A Few Remarks on Method
As part of our work together, Ted has run some topic models on his 19th century literature dataset and computed the correlation of each topic to other topics. We decided to try this out to see topic distribution among genres, and to get a feel for how topics clustered with one another. Which documents belong to what topic aren’t important for now, although in time I’d like to have the nodes link to the text of the documents. Ted has also calculated the predominant genre to which each topic belongs. And, after building a network model where topic correlation equals edge value, I’ve run the Girvan-Newman algorithm to assess how the topics would cluster by their associations with other topics (I like this approach to grouping better than others for examinations of overall graph structure like this one, as we’re not as interested in individual cliques or clusters). What we get then, is two different ways to categorize the topic: on the one hand we have the genre the topic appears in most (with the genres being assigned to individual documents by a human expert), and on the other we see groupings based on co-occurence with other topics.
I wanted physical proximity of nodes to one another to means something, so the graphs below have variable bond strengths, which means that depending on the value of the bond (which in these graphs is a function of the correlation of a topic with the topic to which it is linked), it will resist or cooperate with being “stretched” (or really, drawn at a longer distance as other stronger bonds take precedence in being drawn closer to the ideal length of 20px). This has implications for how to interpret distance between nodes in these images. The X and Y axes have no set value, so distance does not equal correlation. This is more of a Newtonian than Euclidean space, which means that a short link can indicate a strong bond between nodes, but strong bonds can also be stretched by opposing forces (like other bonds) exerted on nodes at either end of the bond. So distance between nodes can be significant, but only once considered in context of the whole model and its constitutive metaphor of a physical system. Click on the image below for a sample of what we’re talking about:
D3 allows this is to be an interactive visual, and mousing over an individual node will reveal the first ten words of the topic it represents. Also, clicking on a node allows for pulling and rearranging the graph. Doing this a few times helps reinforce the idea that distance between nodes is the result of a set of simulated physical properties. The colors assigned to the Newman groups are arbitrary, but there’s a key on the left to help distinguish among similar colors.
Comparing Two Graphs
Network graphs are more useful when you can compare them to other network graphs. We split the dataset into two halves, and Ted generated 100 topics for each half of the century. We used slightly different genre labels, but we calculated Newman groups again to produce the two graphs below (again, click through to interact with the graph):
Like the first graph, Newman color assignments are arbitrary; what’s purple in the first 50 years of topics has nothing to do with what’s purple in the next 50 years of topics. I’ve modified these graphs in two key ways to help with reading them. Firstly, bond thickness now variable, and it is a function of bond strength (bond strength derived from correlation). This helps assess if a bond is longer because it’s being stretched or because it’s weak, or both. Secondly, I’ve added node “halos” to emphasize the degree to which the nodes cluster, as well as highlight the Newman groups.
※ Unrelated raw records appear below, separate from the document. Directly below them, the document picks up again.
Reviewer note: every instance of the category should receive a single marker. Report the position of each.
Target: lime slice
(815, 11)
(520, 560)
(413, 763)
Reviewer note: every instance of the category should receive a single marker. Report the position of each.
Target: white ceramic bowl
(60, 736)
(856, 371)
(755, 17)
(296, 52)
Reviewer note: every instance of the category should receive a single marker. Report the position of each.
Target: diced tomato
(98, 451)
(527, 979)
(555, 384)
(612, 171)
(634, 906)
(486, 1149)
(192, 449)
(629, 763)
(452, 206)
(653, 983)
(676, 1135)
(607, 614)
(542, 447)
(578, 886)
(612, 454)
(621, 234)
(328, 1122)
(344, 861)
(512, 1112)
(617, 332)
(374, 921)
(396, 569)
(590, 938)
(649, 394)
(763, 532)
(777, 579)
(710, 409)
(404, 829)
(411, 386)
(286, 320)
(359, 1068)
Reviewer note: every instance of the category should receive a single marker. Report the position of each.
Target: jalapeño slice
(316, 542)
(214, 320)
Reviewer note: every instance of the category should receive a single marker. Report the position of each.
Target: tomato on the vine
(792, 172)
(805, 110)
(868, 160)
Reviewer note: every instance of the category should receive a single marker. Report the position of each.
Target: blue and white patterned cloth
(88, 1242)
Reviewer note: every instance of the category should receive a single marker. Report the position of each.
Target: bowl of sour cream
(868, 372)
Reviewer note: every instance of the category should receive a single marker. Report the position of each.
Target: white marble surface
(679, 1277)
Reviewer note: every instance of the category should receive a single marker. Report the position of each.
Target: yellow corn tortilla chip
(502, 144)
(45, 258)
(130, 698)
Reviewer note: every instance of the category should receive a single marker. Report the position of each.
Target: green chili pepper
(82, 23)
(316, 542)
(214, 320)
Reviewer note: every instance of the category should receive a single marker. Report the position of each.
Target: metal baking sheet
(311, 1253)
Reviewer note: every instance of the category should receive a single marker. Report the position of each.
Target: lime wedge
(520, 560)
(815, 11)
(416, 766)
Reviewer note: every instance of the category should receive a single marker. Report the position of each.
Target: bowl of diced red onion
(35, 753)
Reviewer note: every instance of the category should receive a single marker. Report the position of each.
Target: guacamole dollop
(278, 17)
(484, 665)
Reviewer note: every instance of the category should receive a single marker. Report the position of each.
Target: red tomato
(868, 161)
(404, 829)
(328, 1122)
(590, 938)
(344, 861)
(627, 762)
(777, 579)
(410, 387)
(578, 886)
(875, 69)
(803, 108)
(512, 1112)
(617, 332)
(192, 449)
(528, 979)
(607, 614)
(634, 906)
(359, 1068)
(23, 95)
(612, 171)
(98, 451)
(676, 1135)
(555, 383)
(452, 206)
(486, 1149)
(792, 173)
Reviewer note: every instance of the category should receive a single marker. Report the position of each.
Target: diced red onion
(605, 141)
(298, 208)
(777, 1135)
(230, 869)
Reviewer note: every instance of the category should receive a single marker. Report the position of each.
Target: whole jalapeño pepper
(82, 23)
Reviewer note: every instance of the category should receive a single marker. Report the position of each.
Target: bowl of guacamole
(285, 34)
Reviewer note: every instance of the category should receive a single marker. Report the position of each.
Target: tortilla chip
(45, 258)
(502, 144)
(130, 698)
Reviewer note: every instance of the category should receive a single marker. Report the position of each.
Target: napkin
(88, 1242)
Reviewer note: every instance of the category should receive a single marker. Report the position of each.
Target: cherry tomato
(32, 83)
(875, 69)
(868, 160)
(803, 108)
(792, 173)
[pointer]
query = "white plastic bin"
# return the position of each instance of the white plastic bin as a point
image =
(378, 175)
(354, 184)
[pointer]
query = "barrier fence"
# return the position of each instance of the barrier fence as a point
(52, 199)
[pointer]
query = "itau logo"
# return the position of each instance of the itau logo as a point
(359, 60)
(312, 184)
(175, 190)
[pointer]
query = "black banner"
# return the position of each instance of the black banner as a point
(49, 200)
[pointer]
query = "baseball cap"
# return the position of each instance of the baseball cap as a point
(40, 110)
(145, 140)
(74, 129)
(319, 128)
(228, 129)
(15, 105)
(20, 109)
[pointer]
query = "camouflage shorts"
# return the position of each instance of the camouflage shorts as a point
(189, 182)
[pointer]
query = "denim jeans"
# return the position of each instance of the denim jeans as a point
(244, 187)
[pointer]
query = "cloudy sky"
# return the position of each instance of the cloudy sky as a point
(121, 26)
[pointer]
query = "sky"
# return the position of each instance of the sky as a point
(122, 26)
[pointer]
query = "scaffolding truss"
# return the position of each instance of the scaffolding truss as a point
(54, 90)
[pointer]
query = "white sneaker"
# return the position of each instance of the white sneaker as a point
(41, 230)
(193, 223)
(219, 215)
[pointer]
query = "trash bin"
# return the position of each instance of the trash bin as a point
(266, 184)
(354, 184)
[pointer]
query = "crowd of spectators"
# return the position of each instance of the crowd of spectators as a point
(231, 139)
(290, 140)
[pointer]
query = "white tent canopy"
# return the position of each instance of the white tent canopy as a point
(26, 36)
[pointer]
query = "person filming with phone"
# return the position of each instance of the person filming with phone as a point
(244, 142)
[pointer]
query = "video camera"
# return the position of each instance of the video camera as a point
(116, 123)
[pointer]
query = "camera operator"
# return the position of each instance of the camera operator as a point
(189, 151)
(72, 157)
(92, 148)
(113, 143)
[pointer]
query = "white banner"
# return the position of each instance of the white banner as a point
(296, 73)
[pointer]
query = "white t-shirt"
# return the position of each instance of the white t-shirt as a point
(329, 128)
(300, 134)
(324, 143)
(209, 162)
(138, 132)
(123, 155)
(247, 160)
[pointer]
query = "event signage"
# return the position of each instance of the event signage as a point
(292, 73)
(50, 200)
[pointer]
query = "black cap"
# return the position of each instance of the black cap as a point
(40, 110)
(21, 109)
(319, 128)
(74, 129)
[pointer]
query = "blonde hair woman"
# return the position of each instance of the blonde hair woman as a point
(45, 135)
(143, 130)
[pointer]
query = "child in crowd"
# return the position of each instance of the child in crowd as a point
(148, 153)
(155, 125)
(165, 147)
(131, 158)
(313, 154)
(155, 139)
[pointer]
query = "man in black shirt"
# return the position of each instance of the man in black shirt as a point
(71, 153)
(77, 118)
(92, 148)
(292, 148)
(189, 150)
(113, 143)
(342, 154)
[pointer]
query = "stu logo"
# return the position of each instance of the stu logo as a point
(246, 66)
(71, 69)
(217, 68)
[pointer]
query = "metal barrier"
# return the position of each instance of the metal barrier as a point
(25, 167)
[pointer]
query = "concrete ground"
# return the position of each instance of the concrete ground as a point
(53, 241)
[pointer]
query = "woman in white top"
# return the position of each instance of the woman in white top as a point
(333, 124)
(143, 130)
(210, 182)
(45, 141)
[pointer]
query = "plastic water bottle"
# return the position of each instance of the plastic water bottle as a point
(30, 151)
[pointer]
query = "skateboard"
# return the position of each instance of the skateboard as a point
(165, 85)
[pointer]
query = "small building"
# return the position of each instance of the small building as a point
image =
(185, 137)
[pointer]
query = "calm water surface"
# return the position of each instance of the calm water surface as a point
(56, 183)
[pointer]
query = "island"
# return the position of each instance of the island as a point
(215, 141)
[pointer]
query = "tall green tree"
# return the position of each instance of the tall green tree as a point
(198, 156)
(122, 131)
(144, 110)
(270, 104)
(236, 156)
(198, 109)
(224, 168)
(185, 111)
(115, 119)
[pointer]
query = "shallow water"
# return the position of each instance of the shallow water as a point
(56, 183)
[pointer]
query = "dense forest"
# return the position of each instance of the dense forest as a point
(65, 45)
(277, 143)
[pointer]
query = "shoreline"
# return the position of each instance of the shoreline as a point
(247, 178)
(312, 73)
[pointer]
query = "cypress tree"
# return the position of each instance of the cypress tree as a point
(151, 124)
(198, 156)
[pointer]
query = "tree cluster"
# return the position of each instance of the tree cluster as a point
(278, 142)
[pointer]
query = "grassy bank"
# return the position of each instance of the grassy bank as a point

Here’s an alternative graph that colors the nodes by genre instead of Newman group, leaving only the halo to represent group affiliation:
I won’t pretend that any of these are easy to read immediately, but one of our experiments in this was to try to represent as many dimensions as possible to create an exploratory framework for a topic model. Halo and node diameter are set, but the two elements on the visualization are independent and could represent topic size, degree of genre predominance in a topic, etc.
My hope is that these visualizations can be insightful and might help us work through the benefits and disadvantages of force-directed layouts for visualizing topic models.
As for interpretation and analysis, here is the part where I punt to domain experts in 19th century literature and history…